Recently, we asked our newsletter readers if they are concerned about the knowledge that will be lost when retirement-age employees leave, and the resounding response was "yes."
While some of you reportedly have a plan to capture that knowledge before it walks out the door, others clearly need a plan. According to the Chicago Tribune, this "boomer brain drain" has been a top concern for several years, leading companies to contemplate how they will tackle the "knowledge transfer" that is desperately needed.
Lee Causey, a senior nuclear engineer, told the Chicago Tribune that one way to ensure this transfer of knowledge occurs is to open lines of communication between generations. According to the article, "the greener employees can't feel afraid to admit that there's something they don't know, and the veterans need to be willing to share what they do know."

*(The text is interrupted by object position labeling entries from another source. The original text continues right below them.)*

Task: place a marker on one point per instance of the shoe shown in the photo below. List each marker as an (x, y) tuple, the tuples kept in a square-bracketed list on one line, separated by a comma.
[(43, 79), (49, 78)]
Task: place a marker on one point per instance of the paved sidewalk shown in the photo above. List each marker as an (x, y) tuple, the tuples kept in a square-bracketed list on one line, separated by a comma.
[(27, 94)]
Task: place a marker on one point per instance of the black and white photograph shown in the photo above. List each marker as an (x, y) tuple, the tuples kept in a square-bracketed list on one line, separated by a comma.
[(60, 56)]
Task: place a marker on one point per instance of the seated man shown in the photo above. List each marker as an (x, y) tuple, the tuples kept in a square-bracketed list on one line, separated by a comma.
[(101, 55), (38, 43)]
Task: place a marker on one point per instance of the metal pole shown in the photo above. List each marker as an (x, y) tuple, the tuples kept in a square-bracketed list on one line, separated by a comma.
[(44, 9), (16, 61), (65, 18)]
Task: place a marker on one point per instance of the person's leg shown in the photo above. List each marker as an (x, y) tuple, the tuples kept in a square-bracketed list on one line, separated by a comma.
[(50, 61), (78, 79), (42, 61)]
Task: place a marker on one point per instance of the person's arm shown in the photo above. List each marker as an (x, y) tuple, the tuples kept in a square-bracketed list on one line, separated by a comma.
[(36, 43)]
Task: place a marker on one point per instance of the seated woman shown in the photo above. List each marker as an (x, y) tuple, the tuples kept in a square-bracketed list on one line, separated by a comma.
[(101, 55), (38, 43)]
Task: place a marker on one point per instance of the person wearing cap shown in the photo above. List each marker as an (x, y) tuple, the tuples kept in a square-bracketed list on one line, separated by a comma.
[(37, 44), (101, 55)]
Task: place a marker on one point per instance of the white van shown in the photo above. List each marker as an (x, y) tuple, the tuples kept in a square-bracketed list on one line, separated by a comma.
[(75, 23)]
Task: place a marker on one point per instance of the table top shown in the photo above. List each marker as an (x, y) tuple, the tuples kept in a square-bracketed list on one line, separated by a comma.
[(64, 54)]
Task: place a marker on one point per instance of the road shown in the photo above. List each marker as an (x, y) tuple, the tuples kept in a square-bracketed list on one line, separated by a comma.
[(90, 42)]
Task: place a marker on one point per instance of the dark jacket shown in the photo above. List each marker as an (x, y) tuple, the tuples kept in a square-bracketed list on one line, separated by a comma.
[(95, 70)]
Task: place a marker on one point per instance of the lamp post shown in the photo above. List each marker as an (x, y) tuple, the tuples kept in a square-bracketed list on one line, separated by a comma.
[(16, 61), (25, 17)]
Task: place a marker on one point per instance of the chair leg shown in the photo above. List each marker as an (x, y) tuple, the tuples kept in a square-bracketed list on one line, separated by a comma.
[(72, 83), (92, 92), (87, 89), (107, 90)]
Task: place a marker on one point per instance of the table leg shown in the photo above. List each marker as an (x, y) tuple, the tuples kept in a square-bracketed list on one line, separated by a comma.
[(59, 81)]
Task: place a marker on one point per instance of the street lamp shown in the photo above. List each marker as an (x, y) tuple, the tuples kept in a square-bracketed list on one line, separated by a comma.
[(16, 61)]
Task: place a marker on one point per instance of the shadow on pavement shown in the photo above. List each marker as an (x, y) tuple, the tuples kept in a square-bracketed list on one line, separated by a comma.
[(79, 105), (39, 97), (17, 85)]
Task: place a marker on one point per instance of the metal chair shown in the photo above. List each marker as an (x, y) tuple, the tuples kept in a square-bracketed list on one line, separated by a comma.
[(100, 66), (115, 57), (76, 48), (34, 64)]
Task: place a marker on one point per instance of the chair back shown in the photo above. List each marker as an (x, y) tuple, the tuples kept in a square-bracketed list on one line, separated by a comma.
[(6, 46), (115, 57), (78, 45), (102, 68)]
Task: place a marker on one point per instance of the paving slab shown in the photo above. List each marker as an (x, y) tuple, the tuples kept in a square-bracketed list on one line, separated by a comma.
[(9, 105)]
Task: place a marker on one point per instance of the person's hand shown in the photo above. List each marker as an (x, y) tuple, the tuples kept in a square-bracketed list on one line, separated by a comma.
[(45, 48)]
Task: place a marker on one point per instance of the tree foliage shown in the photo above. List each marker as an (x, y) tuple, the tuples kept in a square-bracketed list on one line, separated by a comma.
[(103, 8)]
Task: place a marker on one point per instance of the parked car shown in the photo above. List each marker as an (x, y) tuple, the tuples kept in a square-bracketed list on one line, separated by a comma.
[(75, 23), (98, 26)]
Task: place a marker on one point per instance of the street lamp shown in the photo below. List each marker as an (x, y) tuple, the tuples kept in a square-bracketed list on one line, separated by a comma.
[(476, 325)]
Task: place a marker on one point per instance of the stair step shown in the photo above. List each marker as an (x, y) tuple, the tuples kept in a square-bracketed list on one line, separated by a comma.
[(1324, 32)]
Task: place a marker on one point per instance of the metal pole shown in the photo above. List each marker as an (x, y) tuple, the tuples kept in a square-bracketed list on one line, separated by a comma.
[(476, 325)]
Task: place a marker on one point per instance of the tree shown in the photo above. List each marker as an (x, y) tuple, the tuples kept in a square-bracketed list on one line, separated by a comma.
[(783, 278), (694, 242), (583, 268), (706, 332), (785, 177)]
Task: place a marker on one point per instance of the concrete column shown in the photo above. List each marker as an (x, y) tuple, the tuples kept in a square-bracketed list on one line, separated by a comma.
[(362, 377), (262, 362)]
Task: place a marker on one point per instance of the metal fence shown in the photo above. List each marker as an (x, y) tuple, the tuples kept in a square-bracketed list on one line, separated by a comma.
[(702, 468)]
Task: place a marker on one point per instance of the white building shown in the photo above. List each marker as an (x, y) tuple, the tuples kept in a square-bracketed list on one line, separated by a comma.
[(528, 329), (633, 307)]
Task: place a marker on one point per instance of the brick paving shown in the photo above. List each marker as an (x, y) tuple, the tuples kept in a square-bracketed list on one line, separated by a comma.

According to Harvard Business Review, one thing that must be considered when facing this challenge are relationships. The relationships that a retiree has created have been built over years. A CTO told Harvard Business Review that a contact list is "just a list" without the experience of knowing when, why and how to contact some people.
Much of preparing the next generation comes down to training and the willingness of a company to invest in continuous training throughout an employee's career. Many companies are developing a curriculum to fight the skills gap. Some companies are even reconsidering the benefits they offer to attract newcomers and offer them ongoing training.